柳原弁護士は冒頭で「今年7月に安倍政権が集団的自衛権の行使容認を認めたことにより、日本が戦争への道に進むのではないか…懸念されている。しかし、少なくとも福島は既に戦争状態にある。原発事故による放射能の被曝によって、目に見えない過酷な戦火の中に福島の子ども達は閉じ込められ、命の危機にさらされているからだ。」と述べた。
そして、福島県発表によると、3月21日現在、小児甲状腺癌に関して悪性または悪性の疑いを持つ子どもが89名にものぼったと指摘した上で、次のように述べた。
「チェルノブイリ事故後のベラルーシの小児甲状腺癌が11名だったのと比較すると、40倍も発症している。

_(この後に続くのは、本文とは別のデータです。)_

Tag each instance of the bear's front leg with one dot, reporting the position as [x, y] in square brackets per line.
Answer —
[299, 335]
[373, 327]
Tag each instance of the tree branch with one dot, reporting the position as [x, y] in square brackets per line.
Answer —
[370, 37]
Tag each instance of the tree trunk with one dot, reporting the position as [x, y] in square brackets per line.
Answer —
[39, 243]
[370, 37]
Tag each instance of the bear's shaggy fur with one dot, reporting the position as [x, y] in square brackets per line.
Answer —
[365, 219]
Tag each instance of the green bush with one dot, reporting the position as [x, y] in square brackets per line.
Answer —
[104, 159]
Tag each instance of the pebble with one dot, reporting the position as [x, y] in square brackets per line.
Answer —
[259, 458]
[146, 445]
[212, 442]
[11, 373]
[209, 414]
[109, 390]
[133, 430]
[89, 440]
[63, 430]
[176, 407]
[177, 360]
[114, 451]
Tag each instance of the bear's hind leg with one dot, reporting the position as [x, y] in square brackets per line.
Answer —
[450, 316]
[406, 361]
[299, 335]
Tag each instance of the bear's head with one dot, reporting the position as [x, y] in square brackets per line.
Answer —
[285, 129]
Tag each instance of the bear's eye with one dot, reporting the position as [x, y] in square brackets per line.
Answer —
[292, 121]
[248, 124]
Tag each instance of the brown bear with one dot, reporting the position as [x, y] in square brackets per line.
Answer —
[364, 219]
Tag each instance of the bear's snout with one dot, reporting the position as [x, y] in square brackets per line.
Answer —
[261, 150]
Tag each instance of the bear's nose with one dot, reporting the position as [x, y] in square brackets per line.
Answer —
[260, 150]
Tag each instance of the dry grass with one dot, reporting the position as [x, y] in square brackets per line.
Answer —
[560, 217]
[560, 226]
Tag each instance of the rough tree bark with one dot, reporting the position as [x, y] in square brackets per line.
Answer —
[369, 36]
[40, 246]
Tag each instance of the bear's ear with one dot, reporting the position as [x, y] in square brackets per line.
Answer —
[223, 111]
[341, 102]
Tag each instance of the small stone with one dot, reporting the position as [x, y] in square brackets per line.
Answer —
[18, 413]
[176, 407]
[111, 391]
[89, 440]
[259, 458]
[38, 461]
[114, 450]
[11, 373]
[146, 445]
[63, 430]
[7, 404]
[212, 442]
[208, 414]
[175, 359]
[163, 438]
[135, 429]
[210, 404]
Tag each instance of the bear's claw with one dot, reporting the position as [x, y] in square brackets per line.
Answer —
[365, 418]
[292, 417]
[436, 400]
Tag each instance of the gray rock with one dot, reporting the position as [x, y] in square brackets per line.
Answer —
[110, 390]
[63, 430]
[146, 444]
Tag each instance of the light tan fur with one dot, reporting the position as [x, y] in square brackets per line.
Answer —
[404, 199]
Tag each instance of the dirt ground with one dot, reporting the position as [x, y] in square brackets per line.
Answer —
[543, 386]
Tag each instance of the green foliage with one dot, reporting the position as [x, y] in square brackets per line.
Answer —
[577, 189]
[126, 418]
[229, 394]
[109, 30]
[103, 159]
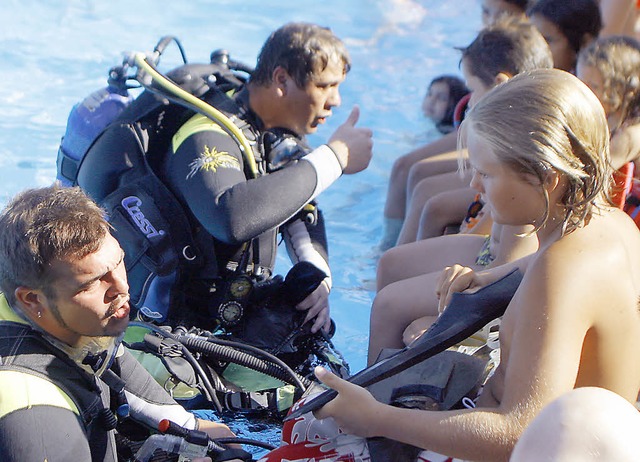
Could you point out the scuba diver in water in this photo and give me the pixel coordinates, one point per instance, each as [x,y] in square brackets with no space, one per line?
[64,376]
[201,172]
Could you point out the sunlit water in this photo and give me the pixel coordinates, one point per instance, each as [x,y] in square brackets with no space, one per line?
[54,53]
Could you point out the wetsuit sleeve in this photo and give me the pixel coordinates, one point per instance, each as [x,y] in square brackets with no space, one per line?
[207,172]
[42,433]
[306,240]
[149,402]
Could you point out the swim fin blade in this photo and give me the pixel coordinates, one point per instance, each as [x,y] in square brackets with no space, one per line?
[466,314]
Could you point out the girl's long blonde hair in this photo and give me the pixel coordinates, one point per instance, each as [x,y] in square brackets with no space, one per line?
[548,119]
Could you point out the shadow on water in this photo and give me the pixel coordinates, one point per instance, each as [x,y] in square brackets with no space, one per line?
[55,53]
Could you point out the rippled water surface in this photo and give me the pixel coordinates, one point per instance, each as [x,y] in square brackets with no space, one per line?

福島の子どもの人口がベラルーシの5分の1だからだ」と述べた上で、「福島県でも西部地区は原発により近い地区に比べ、甲状腺癌を発症している子どもが4分の1から5分の1と低い」と主張し、精密な検査をしたために甲状腺癌が多くみつかったという説が破綻していると指摘した。そして、国や福島県がとった安全対策が違法であることを司法ではっきりさせるために提訴するという。
また、「見えない戦火の中に生きる子ども達を救おうとしない日本政府の非人道的な行為は、国内だけでなく国際法上も正しい裁きを受けるべきなので、『人道に対する重大な罪』で国際司法裁判所への告発も準備している」と付け加えた長谷川克己さんは「子どもの親として、この時代に生きる大人として、真実を明らかにし、今からでも行える最善の措置を施していくことが私の責任だ」と原告に名を連ねる理由を説明した。